Stewardship, a word too often misused to mean an annual tug on heart strings to loosen purse strings—the low budget church version of a Jerry Lewis telethon—is really a daily lifestyle.
Stewardship is the discipline of managing resources to match priorities, which takes constant attention and sooner or later requires firmness, flexibility, forgiveness, and fresh starts.
So it's a window into the life of faith.
With 95 things on his mind, Martin Luther started here:
1. When our Lord and Master Jesus Christ said, “Repent,” [Matt 4:17], he willed the entire life of believers to be one of repentance.
Repentance, to use our stewardship team's inspired phrase, is seeing again. It literally means turning around, a 180 degree change of mind, which leads to a completely different outlook on the world.
Look behind you, then look in front of you: not the same.
Christ's hope for us, Luther asserts, involves constantly turning around and therefore constantly seeing again.
The plural of repentance is reformation.
What is true for individuals is also true for the community of saints and sinners named church.
Our entire life together is one of being turned around, being changed by God, being recreated into something new—and the key for us is seeing again.

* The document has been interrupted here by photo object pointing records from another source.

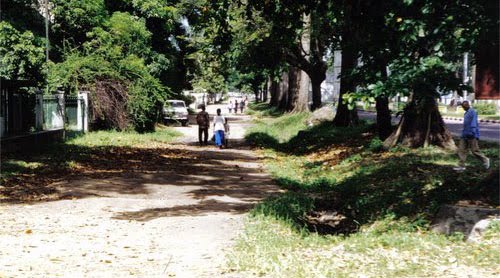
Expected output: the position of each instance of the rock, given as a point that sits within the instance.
(479, 229)
(451, 219)
(325, 113)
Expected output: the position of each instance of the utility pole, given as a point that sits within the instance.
(465, 73)
(47, 42)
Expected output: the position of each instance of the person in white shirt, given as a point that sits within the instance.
(219, 127)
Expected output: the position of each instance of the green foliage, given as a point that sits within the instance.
(376, 145)
(289, 207)
(74, 18)
(21, 54)
(116, 52)
(485, 108)
(123, 139)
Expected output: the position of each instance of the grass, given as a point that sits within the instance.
(123, 139)
(268, 247)
(386, 200)
(262, 109)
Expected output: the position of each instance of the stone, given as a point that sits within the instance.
(451, 219)
(479, 229)
(324, 114)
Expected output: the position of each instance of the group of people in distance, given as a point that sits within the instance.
(236, 104)
(220, 126)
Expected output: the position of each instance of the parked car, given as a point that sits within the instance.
(175, 110)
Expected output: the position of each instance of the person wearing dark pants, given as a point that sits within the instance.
(469, 139)
(203, 120)
(219, 127)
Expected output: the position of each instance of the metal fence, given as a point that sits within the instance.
(75, 112)
(53, 112)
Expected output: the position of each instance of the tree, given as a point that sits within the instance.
(426, 40)
(21, 54)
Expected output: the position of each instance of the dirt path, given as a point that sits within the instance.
(156, 219)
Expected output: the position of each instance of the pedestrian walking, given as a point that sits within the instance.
(469, 138)
(227, 132)
(242, 105)
(236, 104)
(219, 127)
(203, 121)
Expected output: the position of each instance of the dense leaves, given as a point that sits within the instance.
(21, 54)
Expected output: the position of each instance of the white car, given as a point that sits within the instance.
(175, 110)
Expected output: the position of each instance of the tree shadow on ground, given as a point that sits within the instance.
(219, 180)
(315, 138)
(400, 187)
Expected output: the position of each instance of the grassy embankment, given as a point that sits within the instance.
(381, 203)
(26, 176)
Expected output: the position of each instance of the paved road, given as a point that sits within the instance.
(489, 131)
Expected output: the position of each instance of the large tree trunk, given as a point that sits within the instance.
(345, 117)
(283, 101)
(316, 81)
(298, 90)
(266, 90)
(421, 125)
(384, 124)
(274, 89)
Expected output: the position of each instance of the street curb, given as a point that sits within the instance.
(450, 118)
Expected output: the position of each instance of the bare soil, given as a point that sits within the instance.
(167, 211)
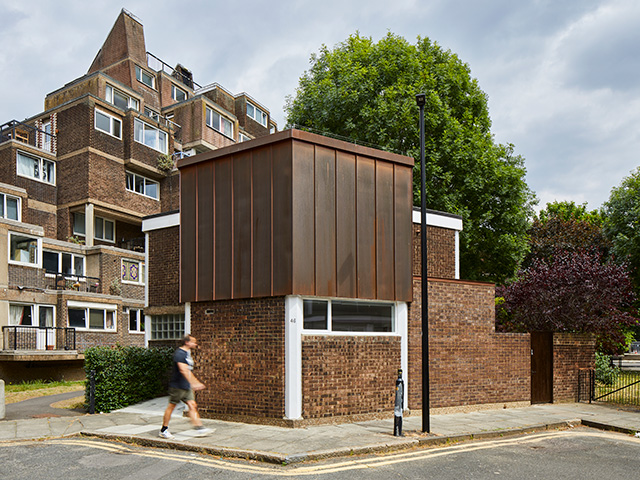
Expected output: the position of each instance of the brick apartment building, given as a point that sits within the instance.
(300, 276)
(75, 183)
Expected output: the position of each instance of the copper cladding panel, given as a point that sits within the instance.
(345, 225)
(385, 236)
(242, 223)
(303, 219)
(325, 221)
(188, 229)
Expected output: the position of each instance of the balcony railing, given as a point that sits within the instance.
(27, 337)
(15, 130)
(78, 283)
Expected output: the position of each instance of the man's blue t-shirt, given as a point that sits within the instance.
(178, 380)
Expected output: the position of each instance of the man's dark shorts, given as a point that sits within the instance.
(176, 395)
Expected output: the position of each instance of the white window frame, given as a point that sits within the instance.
(133, 178)
(112, 122)
(329, 330)
(140, 267)
(110, 92)
(3, 206)
(39, 174)
(140, 76)
(74, 259)
(38, 252)
(140, 127)
(257, 114)
(174, 93)
(219, 125)
(87, 307)
(139, 320)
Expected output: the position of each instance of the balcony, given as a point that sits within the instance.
(77, 283)
(21, 132)
(30, 338)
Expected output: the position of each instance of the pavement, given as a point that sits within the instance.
(140, 424)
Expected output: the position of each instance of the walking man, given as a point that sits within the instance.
(182, 384)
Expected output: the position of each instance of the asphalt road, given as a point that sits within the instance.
(580, 453)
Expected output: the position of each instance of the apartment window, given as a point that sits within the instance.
(108, 124)
(24, 249)
(219, 123)
(348, 316)
(104, 229)
(167, 327)
(132, 271)
(36, 168)
(120, 99)
(64, 263)
(34, 315)
(150, 136)
(257, 114)
(136, 320)
(9, 207)
(145, 77)
(142, 185)
(88, 316)
(178, 94)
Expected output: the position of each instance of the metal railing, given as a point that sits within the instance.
(78, 283)
(27, 337)
(622, 388)
(15, 130)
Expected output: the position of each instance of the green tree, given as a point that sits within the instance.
(622, 224)
(366, 91)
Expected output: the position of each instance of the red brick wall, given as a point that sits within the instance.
(470, 364)
(441, 252)
(164, 263)
(571, 352)
(241, 357)
(348, 375)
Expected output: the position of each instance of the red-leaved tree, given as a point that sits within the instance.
(573, 291)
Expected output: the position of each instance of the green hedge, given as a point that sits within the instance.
(126, 375)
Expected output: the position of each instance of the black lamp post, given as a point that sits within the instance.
(421, 99)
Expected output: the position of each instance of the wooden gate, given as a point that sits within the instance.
(541, 367)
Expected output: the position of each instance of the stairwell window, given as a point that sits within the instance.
(36, 168)
(145, 77)
(142, 185)
(108, 124)
(219, 123)
(150, 136)
(10, 207)
(257, 114)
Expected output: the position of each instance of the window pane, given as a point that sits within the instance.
(76, 318)
(12, 208)
(103, 122)
(361, 317)
(96, 318)
(78, 223)
(315, 314)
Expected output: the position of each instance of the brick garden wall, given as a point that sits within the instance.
(571, 352)
(470, 364)
(241, 357)
(348, 375)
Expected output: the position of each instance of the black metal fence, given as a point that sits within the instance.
(26, 337)
(622, 388)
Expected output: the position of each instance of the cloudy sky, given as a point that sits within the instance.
(561, 75)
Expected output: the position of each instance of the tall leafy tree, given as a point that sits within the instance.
(622, 223)
(365, 91)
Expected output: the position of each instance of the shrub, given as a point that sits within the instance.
(606, 372)
(126, 375)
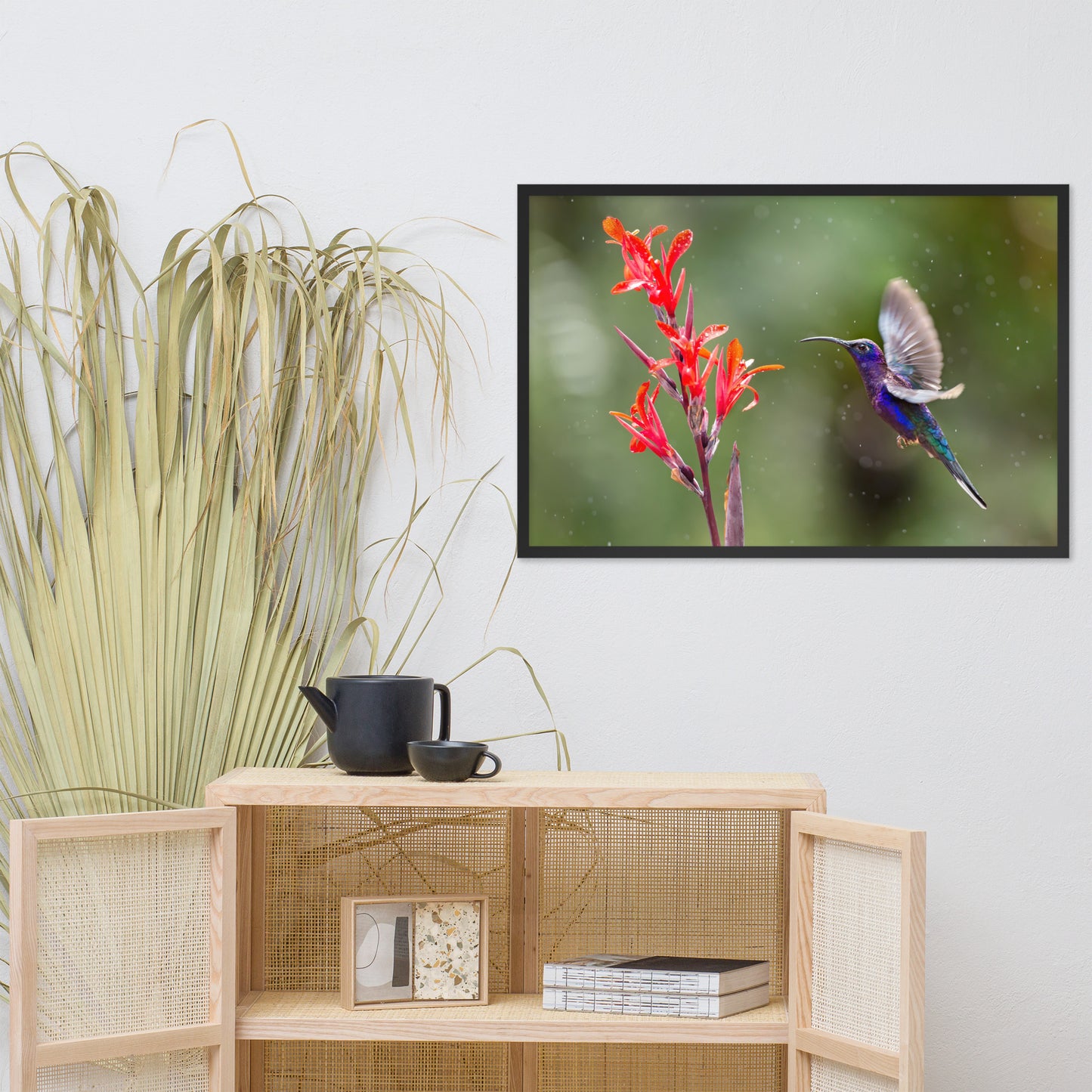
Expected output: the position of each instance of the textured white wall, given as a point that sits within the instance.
(967, 716)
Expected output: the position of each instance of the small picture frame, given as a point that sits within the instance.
(414, 950)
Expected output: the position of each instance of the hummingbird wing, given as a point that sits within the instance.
(910, 339)
(911, 394)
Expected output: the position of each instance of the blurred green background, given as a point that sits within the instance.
(818, 468)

Luther had agonized over Saint Paul's words until he saw again:
Then I grasped that the justice of God is that righteousness by which through grace and sheer mercy God justifies us through faith...
The whole of Scripture took on a new meaning, and whereas before the "justice of God" had filled me with hate, now it became to me inexpressibly sweet in greater love...
Faith leads you in and opens up God's heart and will, that you should see pure grace and overflowing love.
This it is to behold God in faith that you should look upon his fatherly, friendly heart, in which there is no anger nor ungraciousness.
He who sees God as angry does not see him rightly but looks only on a curtain, as if a dark cloud had been drawn across his face. (Bainton, Here I Stand, pp. 49-50)
Luther saw God again in a radically different way, and the truth made him free.
But it didn't start with one human being seeing God again.
It started long before Luther, with God seeing human beings again.
Paul wrote to the Romans that all have sinned and fall short of the glory of God.
Jeremiah wrote to the exiles that they had cheated on God and broken the covenant.
Both were bulls-eye accurate.
But God looked at the unfaithful children of Israel and called them "my people."
God looked at the guilty sinners and called them "justified."
God looks at the oil tanker fire of broken, violent, hateful, petty, cruel, self-absorbed humanity and calls us beloved children with a place in the household forever.
The truth isn't something God observes; it's something God declares, true because God chooses how to see and say it.
So we, as individuals and as church, need constant, sometimes seismic shifts in perspective to align our vision with God's liberating truth.
When that happens, we will be amazed and possibly terrified by what we do not see.
We will not see lines; we won't see the distinctions or divisions to which we are so addicted.
We won't see conservative and liberal, native and foreign, male and female, Lutheran and Catholic, churched and unchurched, insider and outsider, friend and enemy, us and them.
To use Paul's language, we won't see Jew and Gentile.
All have sinned and fall short of the glory of God, Paul writes; we're all in the same leaky boat together.
He concludes this after two lengthy and ingenious chapters, first laying out the case against the Gentiles, then pivoting to his own people and prosecuting God's chosen people as well.
"We are no better than they are,"—words for us all to etch into our hearts.
All have sinned, all fall short...and all are graciously embraced by God in Christ.
What if we really believed that?
What if we didn't just spout it on Sundays but trusted it in the real world on Thursdays?
What if we behaved as if grace is the very heartbeat of daily life rather than just a safely theoretical church teaching?
What would change if we saw the entire world again as the family of God's dearly cherished?
How would we navigate LA traffic and public interactions and injustice?
How would we treat the priceless treasures that are other people?
How would we engage the relative whose politics drive us crazy?
How would we conduct business and speak to strangers and spend our money and time and energy and vote?
What if knowing the Lord went from an exercise in the head to a habit inscribed on the heart?
When Luther saw God again, with the eyes of his autographed heart, it changed the world.
When we have the same courage to see again, we can too.